Ten years into our marriage, the disconnect became harder to ignore. The Tom I lived with wasn’t the same man the world adored. He still played the role flawlessly in public—the doting husband, the life of the party—but at home, his warmth could feel performative. The sweet gestures became fewer, replaced by an unspoken expectation that I should be content with the version of him everyone else saw. I started to wonder if I’d ever really known him or if I’d just fallen for the idea of him.

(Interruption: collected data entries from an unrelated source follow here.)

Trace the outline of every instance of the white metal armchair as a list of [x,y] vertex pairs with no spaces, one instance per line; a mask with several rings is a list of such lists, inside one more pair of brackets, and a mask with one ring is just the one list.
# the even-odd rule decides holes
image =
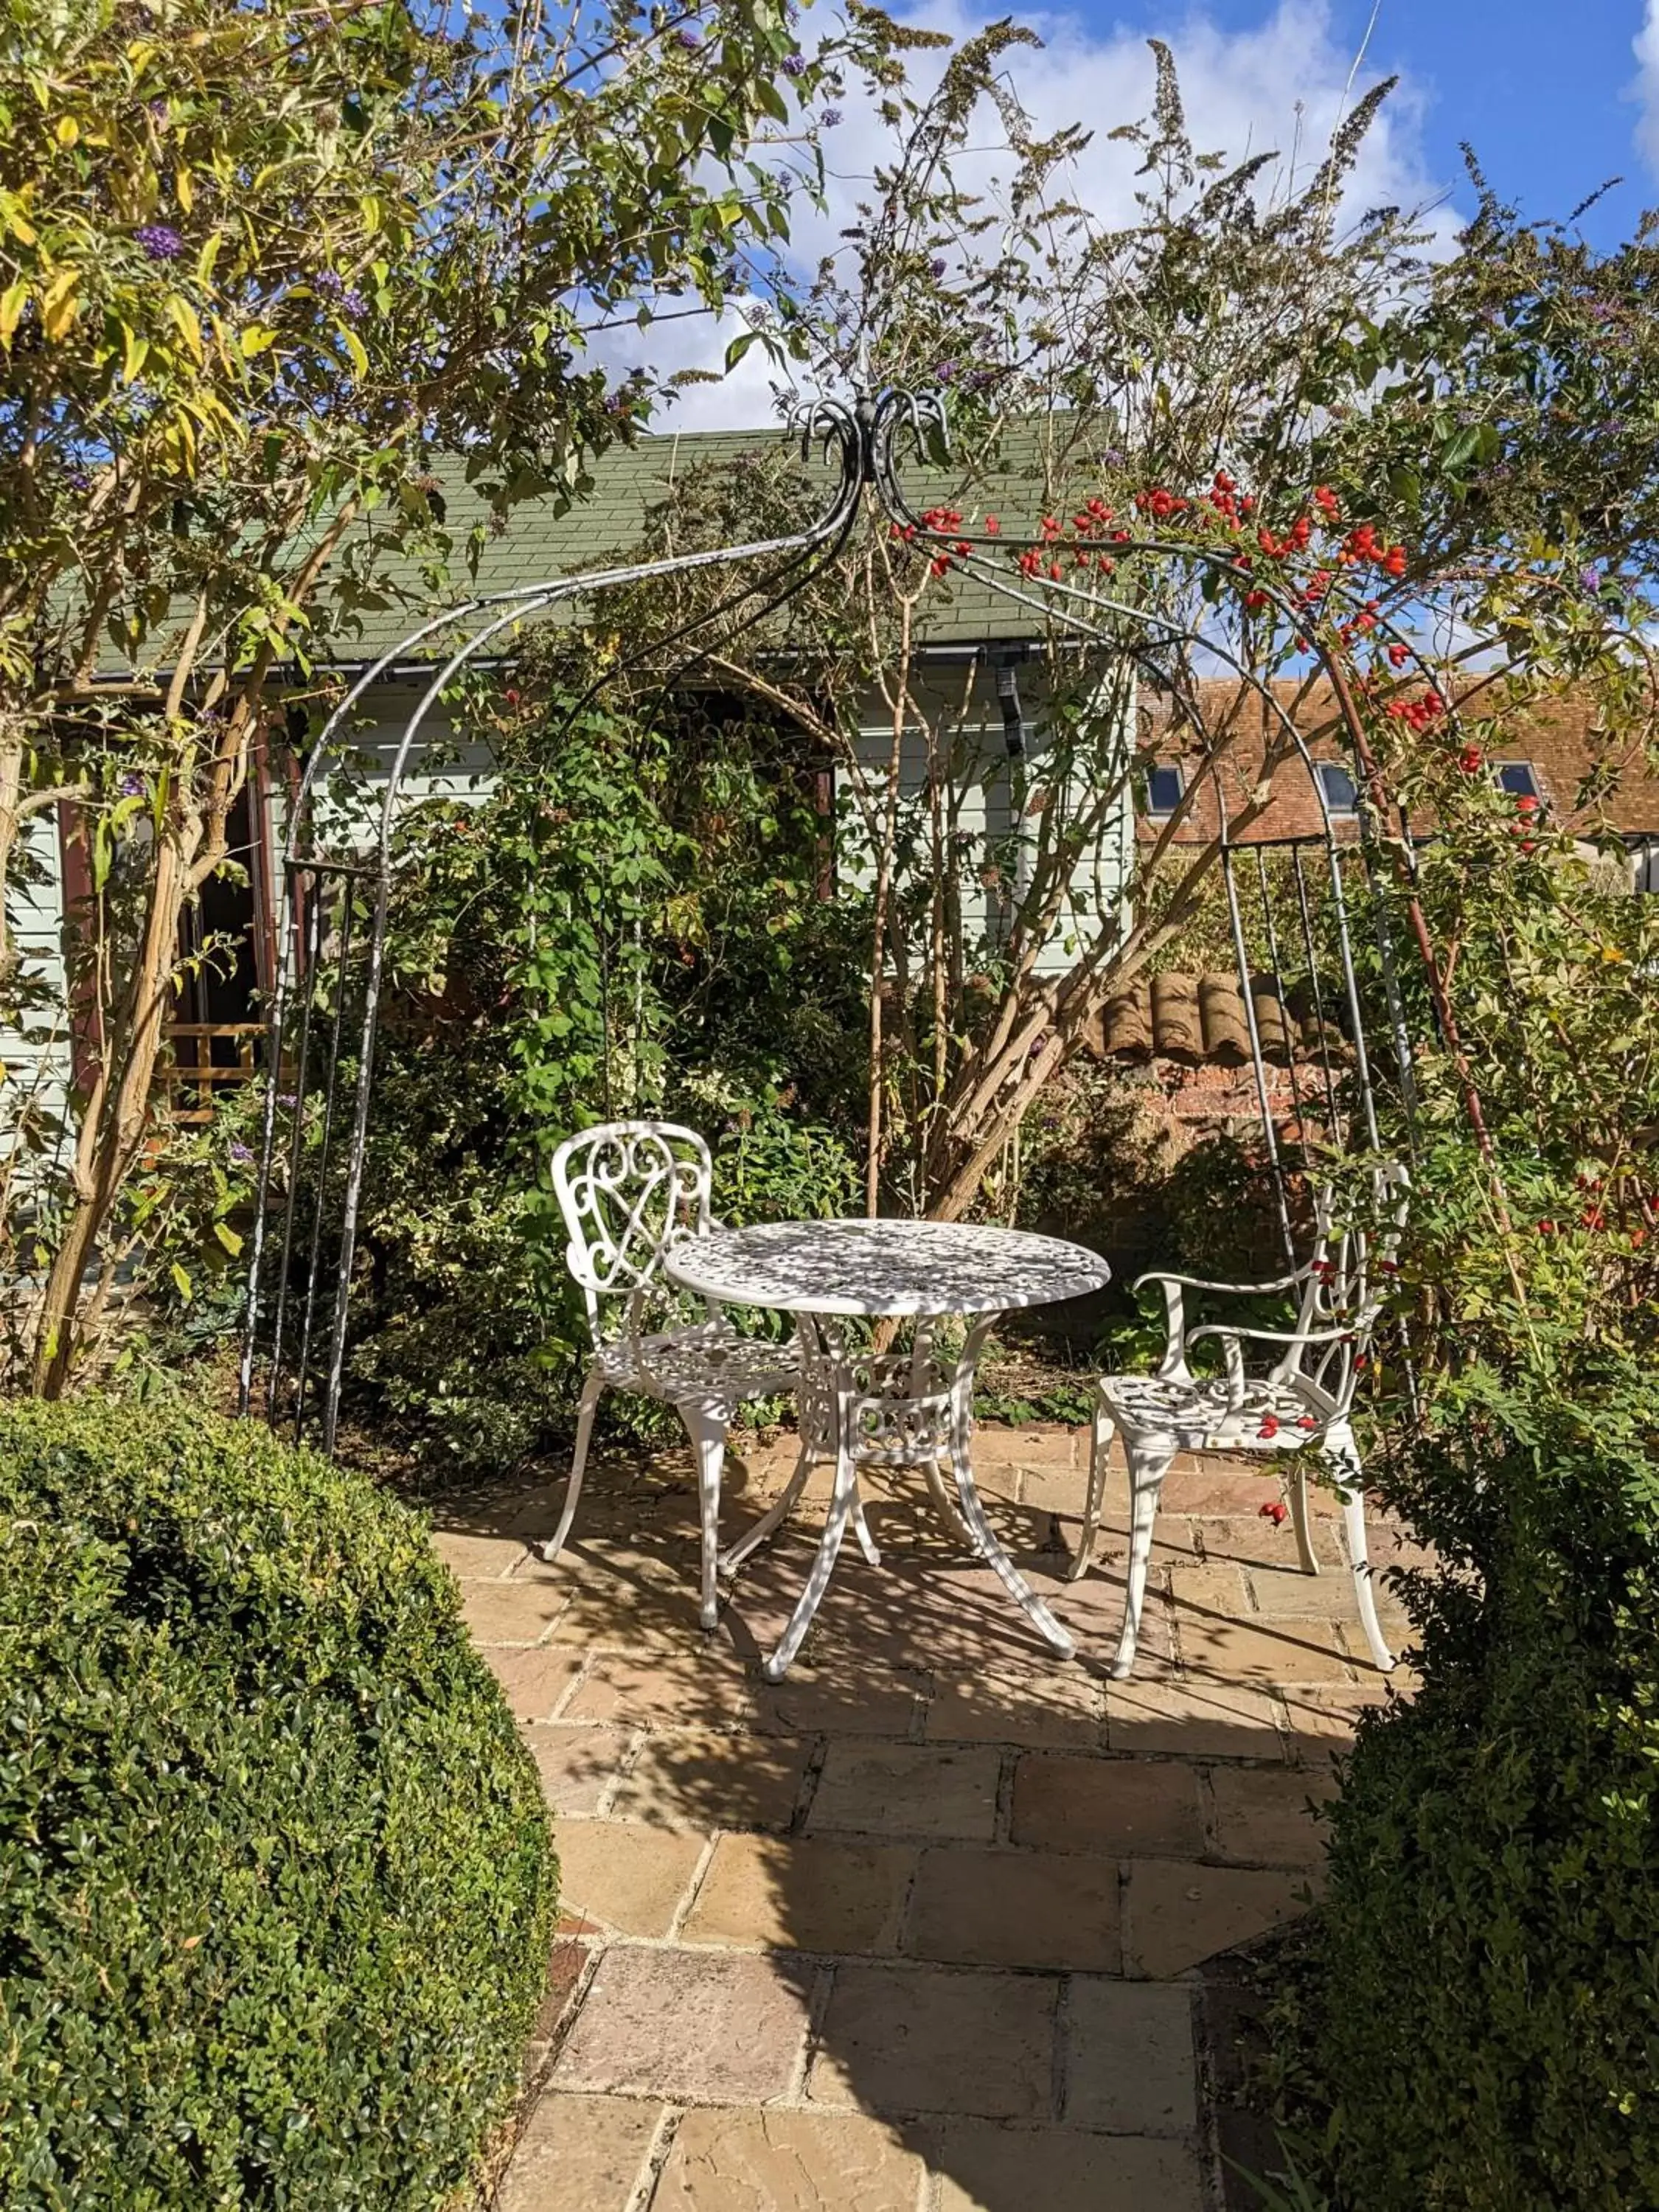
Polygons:
[[793,1390],[800,1373],[793,1342],[739,1336],[712,1304],[701,1322],[645,1327],[653,1304],[668,1307],[672,1316],[679,1299],[660,1279],[671,1247],[715,1226],[713,1182],[708,1146],[695,1129],[668,1121],[607,1121],[568,1139],[553,1155],[554,1194],[570,1238],[565,1260],[586,1300],[593,1356],[582,1385],[564,1510],[540,1547],[544,1559],[556,1559],[570,1534],[604,1392],[633,1390],[671,1405],[697,1455],[705,1628],[718,1618],[726,1431],[745,1398]]
[[[1313,1256],[1293,1274],[1270,1283],[1207,1283],[1153,1269],[1136,1283],[1137,1290],[1141,1283],[1163,1285],[1168,1346],[1156,1375],[1104,1375],[1097,1386],[1083,1533],[1070,1570],[1075,1581],[1087,1571],[1093,1556],[1107,1455],[1114,1431],[1121,1431],[1129,1470],[1129,1567],[1123,1630],[1112,1662],[1116,1680],[1122,1680],[1134,1667],[1158,1497],[1178,1451],[1292,1455],[1285,1468],[1285,1490],[1299,1564],[1310,1575],[1319,1572],[1319,1562],[1308,1528],[1306,1455],[1320,1454],[1334,1477],[1342,1504],[1365,1640],[1380,1668],[1387,1672],[1393,1667],[1394,1655],[1376,1617],[1365,1550],[1364,1477],[1349,1417],[1382,1308],[1373,1279],[1393,1267],[1409,1184],[1405,1170],[1390,1165],[1377,1171],[1374,1185],[1375,1221],[1370,1227],[1339,1229],[1333,1194],[1328,1189],[1319,1194]],[[1188,1291],[1234,1297],[1294,1291],[1295,1323],[1289,1329],[1224,1322],[1189,1329]],[[1188,1364],[1188,1352],[1205,1337],[1216,1338],[1221,1346],[1224,1372],[1214,1378],[1194,1375]],[[1265,1375],[1246,1374],[1246,1343],[1280,1347]]]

The hardest part was that no one would have believed me if I tried to explain. To everyone else, he was still perfect—the guy who remembered their coffee order or checked in when they were sick. Meanwhile, I was left questioning my own feelings, wondering if I was ungrateful for wanting more than the scraps of affection he doled out when it suited him. Love shouldn’t feel like a performance, but that’s what ours had become.
Now, I see the truth: some people are experts at crafting an image, and Tom was a master. The man who once made me feel like the luckiest woman in the world had slowly become a stranger. And the worst part? I wasn’t sure if he’d changed—or if I’d just finally opened my eyes.